One thing I do remember from my first trip to Cirencester, as a small boy, was this intriguing door in this curving Cotswold Stone wall with this towering Yew hedge behind  it. What it is, is the town entrance to Cirencester Park. It’s not a park in the city sense, a place where people can go and relax and enjoy some natural surroundings, but the 14,500 acre estate of the Earl and Countess Bathurst. Beyond the wall is their, very grand house, surrounded by formal gardens and beyond that the ‘park’ with farms, no less than SIX polo fields, a cricket ground, woodlands etc.etc.etc…. The door is a nice shade of green, it’s the estate colour. If there isn’t a green on the Farrow & Ball paint chart called Cirencester Park, there should be. All the farms and other buildings in the park will have their woodwork painted in it And I’d noticed it on buildings in the town as well. The estate seems to own quite a bit of Cirencester town as well. 
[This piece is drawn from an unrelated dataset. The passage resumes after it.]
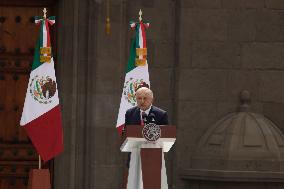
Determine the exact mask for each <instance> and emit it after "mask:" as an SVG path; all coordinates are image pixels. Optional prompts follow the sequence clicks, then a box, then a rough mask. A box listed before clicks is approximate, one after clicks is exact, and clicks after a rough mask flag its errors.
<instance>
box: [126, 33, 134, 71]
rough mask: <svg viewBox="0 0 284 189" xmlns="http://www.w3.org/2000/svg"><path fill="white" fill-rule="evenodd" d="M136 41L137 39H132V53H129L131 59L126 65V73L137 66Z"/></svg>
mask: <svg viewBox="0 0 284 189" xmlns="http://www.w3.org/2000/svg"><path fill="white" fill-rule="evenodd" d="M135 41H136V40H135V39H132V40H131V45H130V55H129V59H128V63H127V67H126V73H127V72H130V71H131V70H133V69H134V68H136V65H135V58H136V46H135Z"/></svg>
In case you are wondering, 14,500 acres of prime Cotswolds countryside doesn’t come cheap. And the house isn’t one of those occupied by a struggling aristocrat trying to keep the roof of their country pile watertight and having to open it to the public to make ends meet. It’s not open to the public. I imagine that the Earl and Countess are ‘comfortable’. 

Some of the park is open to the public providing you behave yourself. No picnics, no lighting fires and the like. But you are allowed to walk in some parts and your dog is allowed in as well (Earls and Countesses, indeed Queens, are very fond of dogs in the UK. To get to the part you can walk in you have to go along Cicely Hill, a street that runs from the centre of town to Cirencester Park. I noticed that ALL the houses on it were painted in Cirencester Park green. And very nice they all are as well. All owned by the estate. If one comes free, you could rent it. One of the little cottages was up for rent (checked on the Internet) for £600 a month which compares favourably with apartments in central Manchester. I doubt if the estate would consider selling though. I likes how all the people in the cottages had created this long, potted garden on the street, full of summer colour. 
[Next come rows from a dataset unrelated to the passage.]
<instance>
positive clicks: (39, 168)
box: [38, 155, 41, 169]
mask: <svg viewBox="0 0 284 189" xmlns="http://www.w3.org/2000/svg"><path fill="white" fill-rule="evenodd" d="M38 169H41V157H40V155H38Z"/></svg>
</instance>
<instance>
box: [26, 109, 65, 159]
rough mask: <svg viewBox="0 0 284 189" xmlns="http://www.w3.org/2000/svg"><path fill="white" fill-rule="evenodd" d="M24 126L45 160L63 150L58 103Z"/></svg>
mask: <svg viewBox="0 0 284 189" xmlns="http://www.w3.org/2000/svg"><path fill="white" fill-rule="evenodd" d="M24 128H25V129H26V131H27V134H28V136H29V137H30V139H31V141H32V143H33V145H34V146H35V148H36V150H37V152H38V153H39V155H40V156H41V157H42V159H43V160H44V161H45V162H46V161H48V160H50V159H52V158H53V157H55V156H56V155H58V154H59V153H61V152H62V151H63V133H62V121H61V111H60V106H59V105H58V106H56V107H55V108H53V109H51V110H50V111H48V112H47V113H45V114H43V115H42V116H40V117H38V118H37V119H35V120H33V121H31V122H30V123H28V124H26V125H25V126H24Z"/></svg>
Once you are in the park proper, you are confronted with this view of a long tree lined avenue disappearing into the distance. I wanted to see what was beyond the horizon in the distance. I imagined a stunning view across the Cotswolds and across the Severn Valley with the mountains of Wales in the distance. But it was nearly 5pm and the park closes to the public at that time so I had to turn back.

Here’s the view back towards town which frames the imposing church in the centre.

The next morning I went back to see the view. When I got to the point I’d seen in the distance this was the view! Same as yesterday but further from the town. Some other walkers who live in Cirencester told me it goes on for 5 miles!